La nécessité de rendre justice a constitué le thème central de la réflexion de la sous-commission sur la résilience et la sécurité civile (CDSRCS). Les législateurs ont estimé que les dirigeants russes qui ont orchestré l’invasion de l’Ukraine doivent en être tenus responsables, de même que ceux au Bélarus qui, à l’instar d’Alexandre Loukachenko, ont aidé et soutenu Moscou.
Un avant-projet de rapport (« Lutter contre l’impunité des violations du droit international dans le cadre de la nouvelle invasion russe de l’Ukraine ») précise ainsi que les troupes russes ont bafoué le droit international humanitaire, qu’elles ont commis des crimes de guerre en Ukraine en attaquant civils et infrastructures civiles et qu’elles pourraient également y avoir commis crimes contre l’humanité et génocide. Lutter contre l’impunité doit donc constituer une priorité essentielle.
« Tous ces efforts doivent être maintenus et renforcés », a déclaré le législateur belge Rodrigue Demeuse, auteur de cet avant-projet de rapport. « Il est notamment nécessaire d’allouer de plus amples moyens aux institutions judiciaires nationales et internationales chargées de collecter les preuves des violations graves qui ont été commises et d’en poursuivre les auteurs ».
« Les pays alliés doivent également continuer à appeler, comme notre Assemblée l’a fait à plusieurs reprises, à la création d’un tribunal international pour poursuivre les dirigeants russes coupables du crime d’agression contre l’Ukraine, ainsi que leurs complices bélarusses », a-t-il indiqué. L’avant-projet de rapport fait notamment valoir que dans le combat pour la justice qui est actuellement mené en Ukraine, c’est le respect du droit international, fondement même des systèmes démocratiques et de l’ordre mondial libéral, qui est en jeu.
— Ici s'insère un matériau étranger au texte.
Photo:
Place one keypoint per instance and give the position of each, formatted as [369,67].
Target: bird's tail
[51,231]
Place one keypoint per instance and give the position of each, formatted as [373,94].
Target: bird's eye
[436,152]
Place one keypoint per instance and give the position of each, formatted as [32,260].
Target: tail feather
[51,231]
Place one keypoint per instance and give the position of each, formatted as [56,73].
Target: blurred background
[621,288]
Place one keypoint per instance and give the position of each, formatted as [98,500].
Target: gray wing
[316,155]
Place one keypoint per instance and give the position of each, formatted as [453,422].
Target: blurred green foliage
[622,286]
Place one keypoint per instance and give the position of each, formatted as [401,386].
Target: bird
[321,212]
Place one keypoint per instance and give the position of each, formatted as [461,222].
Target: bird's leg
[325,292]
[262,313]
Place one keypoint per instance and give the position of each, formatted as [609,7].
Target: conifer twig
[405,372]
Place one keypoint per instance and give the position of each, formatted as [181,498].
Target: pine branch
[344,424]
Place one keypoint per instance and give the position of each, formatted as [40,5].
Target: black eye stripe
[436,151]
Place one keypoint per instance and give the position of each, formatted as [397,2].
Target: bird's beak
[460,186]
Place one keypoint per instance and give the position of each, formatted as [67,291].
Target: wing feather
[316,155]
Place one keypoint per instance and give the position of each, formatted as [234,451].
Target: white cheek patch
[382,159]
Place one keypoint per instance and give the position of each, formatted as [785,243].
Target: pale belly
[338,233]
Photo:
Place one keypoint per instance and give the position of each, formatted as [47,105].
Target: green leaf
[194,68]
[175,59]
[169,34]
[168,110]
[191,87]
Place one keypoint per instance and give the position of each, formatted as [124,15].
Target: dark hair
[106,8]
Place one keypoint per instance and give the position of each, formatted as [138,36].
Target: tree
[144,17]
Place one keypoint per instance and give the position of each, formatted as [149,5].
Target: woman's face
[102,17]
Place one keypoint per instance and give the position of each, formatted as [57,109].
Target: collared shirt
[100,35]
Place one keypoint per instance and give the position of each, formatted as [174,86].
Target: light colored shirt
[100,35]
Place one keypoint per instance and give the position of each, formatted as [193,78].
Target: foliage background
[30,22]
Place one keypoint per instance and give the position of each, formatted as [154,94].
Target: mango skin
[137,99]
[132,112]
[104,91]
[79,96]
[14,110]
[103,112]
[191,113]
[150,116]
Assise aux côtés de Rodrigue Demeuse, Oleksandra Matviichuk, directrice du Centre ukrainien pour les libertés civiles (colauréat du prix Nobel de la paix 2022), a fait savoir que son organisation et l’initiative « Un tribunal pour Poutine » avaient apporté la preuve que 39 000 crimes de guerre avaient été commis au cours de l’année écoulée.
« La Russie utilise les crimes de guerre comme méthode de guerre. Elle tente de briser la résistance de la population et d’occuper le pays en infligeant d’immenses souffrances aux civils », a-t-elle indiqué dans le cadre d’un exposé percutant. Oleksandra Matviichuk a ainsi exhorté les parlementaires à « fournir [rapidement] à l’Ukraine des armes modernes car la loi, pour le moment, n’obtient aucun résultat ».
Appelant l’attention sur le sort des enfants en Ukraine, Irene Fellin, représentante spécial du secrétaire général de l’OTAN pour les femmes, la paix et la sécurité, a rappelé que « le nombre d’enfants tués ou mutilés, torturés, arrachés de leur foyer, déportés de leur région d’origine, privés de soins de santé et d’éducation, ce nombre est stupéfiant - et il continue d’augmenter ».
Elle a signalé qu’au moins un enfant par jour avait été tué depuis le lancement de l’invasion en février 2022. Au 2 avril 2023, au moins 511 enfants avaient trouvé la mort et plus de 1 000 autres avaient été blessés. Les armes explosives utilisées dans les zones habitées sont la principale cause de ces décès ou blessures.
Le ministère ukrainien de l’Éducation fait savoir que 3 198 établissements d’enseignement ont subi les feux de l’artillerie ou ont été bombardés. Il ressort également des chiffres officiels que plus de 16 000 enfants ont été déportés vers la Russie. « Fort heureusement », a déclaré Mme Fellin, « pour l’heure, nous n’avons pas reçu d’informations vérifiées concernant d’éventuels enrôlements d’enfants dans cette guerre ».